Pater. Sur un air d’obéissance ou pas.

© Dylan Piase

© Dylan Piase

Peut-on projeter l’histoire biblique au XXIe siècle pour éclairer la difficulté des modèles familiaux aujourd’hui ? C’est le pari que prend Guillaume Buffard à partir du sacrifice d’Abraham et du contexte familial dans lequel il se situe.

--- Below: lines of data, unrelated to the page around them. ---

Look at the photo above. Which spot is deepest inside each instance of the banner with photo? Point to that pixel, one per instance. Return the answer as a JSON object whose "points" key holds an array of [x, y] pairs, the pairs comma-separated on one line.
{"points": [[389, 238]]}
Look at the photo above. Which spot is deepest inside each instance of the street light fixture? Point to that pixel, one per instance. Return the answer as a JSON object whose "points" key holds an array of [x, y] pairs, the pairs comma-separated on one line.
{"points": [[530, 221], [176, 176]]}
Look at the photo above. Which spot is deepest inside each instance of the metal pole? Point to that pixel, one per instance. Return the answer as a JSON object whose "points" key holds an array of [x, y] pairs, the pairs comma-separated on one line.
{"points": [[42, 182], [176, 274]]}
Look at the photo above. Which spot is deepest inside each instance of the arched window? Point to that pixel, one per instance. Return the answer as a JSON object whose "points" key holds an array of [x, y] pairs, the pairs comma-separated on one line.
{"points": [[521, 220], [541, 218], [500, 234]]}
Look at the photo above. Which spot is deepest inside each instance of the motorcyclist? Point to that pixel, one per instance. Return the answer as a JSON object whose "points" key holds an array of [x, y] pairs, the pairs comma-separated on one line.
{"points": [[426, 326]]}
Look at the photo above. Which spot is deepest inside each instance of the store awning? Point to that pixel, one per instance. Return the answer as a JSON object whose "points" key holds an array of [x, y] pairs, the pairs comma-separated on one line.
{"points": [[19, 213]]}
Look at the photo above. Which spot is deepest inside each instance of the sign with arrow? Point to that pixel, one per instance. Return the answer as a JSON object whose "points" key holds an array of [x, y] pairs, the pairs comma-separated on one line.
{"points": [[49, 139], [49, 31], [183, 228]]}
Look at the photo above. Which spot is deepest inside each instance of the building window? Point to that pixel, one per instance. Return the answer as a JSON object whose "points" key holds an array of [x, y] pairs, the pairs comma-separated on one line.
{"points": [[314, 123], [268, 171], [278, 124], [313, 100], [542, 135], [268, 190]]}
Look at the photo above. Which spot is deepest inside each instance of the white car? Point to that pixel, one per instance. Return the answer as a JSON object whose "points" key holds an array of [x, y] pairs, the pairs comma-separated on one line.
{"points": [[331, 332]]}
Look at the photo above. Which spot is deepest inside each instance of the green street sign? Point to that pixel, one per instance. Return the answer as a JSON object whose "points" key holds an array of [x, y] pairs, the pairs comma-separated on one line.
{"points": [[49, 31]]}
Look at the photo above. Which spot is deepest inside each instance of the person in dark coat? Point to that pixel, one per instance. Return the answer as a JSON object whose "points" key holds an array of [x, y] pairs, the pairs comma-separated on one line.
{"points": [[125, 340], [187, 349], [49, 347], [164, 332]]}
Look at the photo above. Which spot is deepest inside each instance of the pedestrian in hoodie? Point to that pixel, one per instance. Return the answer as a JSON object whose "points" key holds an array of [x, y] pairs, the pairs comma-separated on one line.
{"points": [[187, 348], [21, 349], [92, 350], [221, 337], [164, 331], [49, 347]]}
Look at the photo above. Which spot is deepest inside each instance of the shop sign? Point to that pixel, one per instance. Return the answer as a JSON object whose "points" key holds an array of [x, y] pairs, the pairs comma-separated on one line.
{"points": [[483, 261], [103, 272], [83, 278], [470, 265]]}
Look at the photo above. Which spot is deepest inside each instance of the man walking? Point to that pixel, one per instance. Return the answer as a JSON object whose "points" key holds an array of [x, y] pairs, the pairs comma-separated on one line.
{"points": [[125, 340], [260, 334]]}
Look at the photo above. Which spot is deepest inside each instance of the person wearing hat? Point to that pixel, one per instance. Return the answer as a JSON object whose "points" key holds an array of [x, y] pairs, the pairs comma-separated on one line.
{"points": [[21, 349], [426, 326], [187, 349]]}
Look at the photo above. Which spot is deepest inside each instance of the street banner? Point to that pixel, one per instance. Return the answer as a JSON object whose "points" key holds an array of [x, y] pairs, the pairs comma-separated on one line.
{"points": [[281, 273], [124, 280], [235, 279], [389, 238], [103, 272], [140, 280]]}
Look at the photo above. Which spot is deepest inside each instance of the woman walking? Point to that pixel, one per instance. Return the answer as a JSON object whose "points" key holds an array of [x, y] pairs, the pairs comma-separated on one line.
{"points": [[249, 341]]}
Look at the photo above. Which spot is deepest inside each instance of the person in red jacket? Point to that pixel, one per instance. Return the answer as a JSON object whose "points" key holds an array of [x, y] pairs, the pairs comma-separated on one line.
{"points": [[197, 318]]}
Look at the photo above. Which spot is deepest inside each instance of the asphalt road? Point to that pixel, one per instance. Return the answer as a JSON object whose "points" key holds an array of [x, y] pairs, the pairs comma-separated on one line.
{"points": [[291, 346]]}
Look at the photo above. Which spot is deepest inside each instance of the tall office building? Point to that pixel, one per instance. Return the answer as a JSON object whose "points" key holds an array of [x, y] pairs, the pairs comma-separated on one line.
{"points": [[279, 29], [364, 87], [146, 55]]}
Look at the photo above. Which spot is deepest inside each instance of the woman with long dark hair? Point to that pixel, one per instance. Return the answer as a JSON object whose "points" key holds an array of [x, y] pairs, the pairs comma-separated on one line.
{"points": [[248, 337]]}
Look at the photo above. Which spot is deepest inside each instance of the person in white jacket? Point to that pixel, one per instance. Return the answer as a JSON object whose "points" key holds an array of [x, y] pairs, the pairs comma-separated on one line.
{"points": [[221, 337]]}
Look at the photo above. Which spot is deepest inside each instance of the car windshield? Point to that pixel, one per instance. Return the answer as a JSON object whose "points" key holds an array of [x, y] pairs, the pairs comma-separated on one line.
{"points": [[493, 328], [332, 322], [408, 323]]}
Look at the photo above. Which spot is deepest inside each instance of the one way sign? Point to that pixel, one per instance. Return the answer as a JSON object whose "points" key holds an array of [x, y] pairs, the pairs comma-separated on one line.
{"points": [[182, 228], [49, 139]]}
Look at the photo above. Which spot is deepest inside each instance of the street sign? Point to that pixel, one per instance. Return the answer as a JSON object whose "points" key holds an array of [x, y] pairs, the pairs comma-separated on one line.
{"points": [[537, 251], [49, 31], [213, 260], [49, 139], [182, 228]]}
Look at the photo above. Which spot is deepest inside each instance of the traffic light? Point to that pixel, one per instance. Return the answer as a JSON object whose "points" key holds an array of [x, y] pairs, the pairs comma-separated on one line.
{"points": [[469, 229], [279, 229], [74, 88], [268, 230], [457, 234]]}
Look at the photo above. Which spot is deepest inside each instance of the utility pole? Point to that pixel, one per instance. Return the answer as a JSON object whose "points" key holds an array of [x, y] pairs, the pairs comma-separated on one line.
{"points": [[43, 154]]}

L’histoire biblique mérite d’être rappelée. Abraham était marié à Sarah dont il ne parvenait pas à avoir de descendance. Elle lui propose d’engrosser sa servante égyptienne Agar avant de s’en prendre à la servante qui s’enfuit. Entretemps, Agar a donné naissance à Ismaël. Rejeté par son père, l’enfant est abandonné dans le désert. C’est à pas moins de 75 ans qu’Abraham (ou Abram), descendant de Sem, fils de Noé, trouve la vocation. Dieu lui annonce que sa descendance peuplera le pays de Canaan. Et, effectivement, Sarah donne naissance à Isaac. Abraham, qui a désormais cent ans, doit être un bon disciple et faire ce qu’on lui dit. Aussi, quand Dieu lui demande de sacrifier Isaac, il s’exécute, ou plutôt décide d’exécuter son fils. Un ange suspend le geste du père et substitue un bélier à la victime.

© Dylan Piase

© Dylan Piase

Une situation moderne

C’est à un jeu de transpositions que se livre Guillaume Buffard. Ismaël, qui a survécu dans le désert, revient pour régler ses comptes. Une histoire souvent racontée lorsque le fils naturel fait irruption dans une famille pour connaître sa demi-parentèle et se faire connaître d’elle. Abraham, protégé par Isaac, est mourant. Dans les positions respectives des deux demi-frères par rapport à leur père, on retrouve une question posée par la Bible – texte fondateur des trois religions du Livre – dès l’origine : obéissance et soumission aux ordres donnés par Dieu ou révolte contre l’interdit ? Adam et Ève, Caïn et Abel passent par là et les deux frères n’échappent pas à la problématique de la transgression de l’autorité. Isaac, porteur de l’héritage d’Abraham, a repris les valeurs de son père. Ismaël, face à lui, est le rebelle, le révolté, le guerrier qui fonce dans le tas. Et la pièce, entre les deux frères, entre les deux attitudes, réinvente une autre fin.

© Dylan Piase

© Dylan Piase

Dans le croisement passé-présent

Cette mise en question de l’obéissance à la tradition et de l'affirmation nécessaire d'un libre-arbitre passe par la mise en place d'un espace multiple. Si l’avant-plan met en lumière la relation des deux frères au moment présent et la volonté d’Ismaël de trouver sa place dans une histoire dont on l’avait exclu, si les comédiens mènent leur dialogue en s’adressant directement au public, un autre niveau fait apparaître l’histoire ancienne. Manipulés à vue, en transparence, des figurines de playmobil occupent alors l’écran qui forme le fond de scène. Devenus personnages du passé, ils racontent l’histoire ancienne qui fonde l’arrière-plan de la situation contemporaine présentée, introduisant un intéressant parallèle entre hier et aujourd’hui.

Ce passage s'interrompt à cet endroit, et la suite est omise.